Kedua: Khiyar Majlis
Apabila aqad Jual beli sudah dilakukan, maka kedua belah pihak masih memiliki hak khiyar, selama keduanya belum terpisah dari majlis aqad. Khiyar tersebut disebut khiyar majlis.
Hak membatalkan transaksi masih tetap ada selama kedua belah pihak masih ada dalam satu majlis.
Dalil yang menunjukkan adanya khiyar majlis bukan ialah ijtihad, melainkan nash yang terang, maka kukuhlah kedudukan khiyar majlis tersebut.
Ketiga: Khiyar Syarat.
Salah satu bentuk khiyar yang dibenarkan syara' yaitu khiyar syarat. Yang dimaksudkan di sini ialah apabila pihak pembeli mensyaratkan adanya khiyar untuk jangka waktu tertentu. Demikian juga dibolehkan kedua belah pihak setuju memutuskan syarat khiyar itu. Dalam batas waktu tenggang yang disyaratkan itu, sanggup dilakukan peniadaan jual beli yang dengan sendirinya masing-masing pihak mengembalikan barang dan uang yang pernah diterimanya.
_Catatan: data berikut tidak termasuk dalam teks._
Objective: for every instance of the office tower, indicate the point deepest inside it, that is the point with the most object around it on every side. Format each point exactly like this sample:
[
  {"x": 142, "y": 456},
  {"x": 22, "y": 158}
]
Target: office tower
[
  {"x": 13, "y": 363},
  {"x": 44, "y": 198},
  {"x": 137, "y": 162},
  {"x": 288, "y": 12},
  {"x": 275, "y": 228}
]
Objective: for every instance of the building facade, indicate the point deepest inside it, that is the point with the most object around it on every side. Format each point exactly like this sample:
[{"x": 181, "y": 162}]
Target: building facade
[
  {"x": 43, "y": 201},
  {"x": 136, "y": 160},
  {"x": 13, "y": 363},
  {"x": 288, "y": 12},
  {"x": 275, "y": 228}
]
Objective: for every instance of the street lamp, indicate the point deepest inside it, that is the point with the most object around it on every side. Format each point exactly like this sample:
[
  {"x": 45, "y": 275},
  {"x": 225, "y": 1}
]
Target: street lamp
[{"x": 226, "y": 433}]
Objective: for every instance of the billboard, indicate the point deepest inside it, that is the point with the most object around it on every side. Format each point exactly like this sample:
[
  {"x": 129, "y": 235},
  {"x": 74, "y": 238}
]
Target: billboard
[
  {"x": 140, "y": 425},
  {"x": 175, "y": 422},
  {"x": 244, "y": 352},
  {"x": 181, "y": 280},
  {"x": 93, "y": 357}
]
Dan apabila batas waktu tenggang itu sudah habis, maka dengan sendirinya hilanglah hak khiyar.
Jumhur ulama setuju mengakui kebolehan mengadakan syarat khiyar dalam jual beli, tetapi mereka berselisih pendapat dalam memutuskan batas waktu khiyar syarat itu paling usang tiga hari. Imam Malik memutuskan jangka waktu dalam aneka macam kategori, untuk barang yang tidak bergerak, ibarat tanah dan pohon selama 36-38 hari. Kesempatan khiyar untuk barang-barang dagangan biasa, dari tiga hari hingga lima hari, dan kalau lebih dari itu rusaklah aqad jual beli, sedangkan hamba sahaya, tenggangnya 8-10 hari.
Adapun berdasarkan Imam Ahmad, yang terpenting ialah jangka waktu itu harus terang dan tidak ada pembatasan. Boleh saja menentukan sebulan atau setahun, yang tidak sah yaitu apabila batas waktu tenggang itu tidak ditetapkan dengan terang.
Memperhatikan beberapa pendapat para ulama terkena batas waktu tenggang khiyar tergantung kesepakatan kedua belah pihak (penjual dan pembeli), selama waktu khiyar berlangsung kedua belah pihak terikat dengan syarat itu, maka seyogyanya batas waktu tenggang khiyar tidak terlalu lama.
Keempat: Khiyar Aib (Cacat)
Pihak penjual diwajibkan pertanda keadaan barang dan dihentikan menyembunyikannya cacatnya kepada calon pembeli. Nabi saw. bersabda :
Dari Abdillah Ibn Harits berkata: “Saya mendengar Hakim Ibn Hazm ra. Nabi saw bersabda: “Kedua oarang yang berjual beli boleh khiyar selama keduanya benar dan menyatakan keadaan barang, keduanya didiberikan keberkahan. Dan kalau keduanya menyembunyikan dan berdusta, dihapuskan keberkahan jual belinya.” (HR. Bukhari).
Adakalanya seorang membeli barang yang cacatnya gres diketahui sehabis beberapa waktu kemudian setalah kesepakatan jual beli itu berlangsung. Apabila terjadi hal semacam itu, maka pihak pembeli berhak mengembalikan barang dan mendapatkan kembali uang dari pihak penjual. Itulah yang disebut khiyar malu yakni mengembalikan barang cacat. Apabila barang itu cacat dan sudah diterangkan oleh penjual sebelum transaksi terjadi kemudian pembeli ridha dan menerimanya, maka dengan sendirinya hak khiyar malu itu terhapus.
Kepustakaan:
Al-Mawardi, Al-Ahkam As-Sulthaniyah, (Beirut: Dar al Fikr, 1960).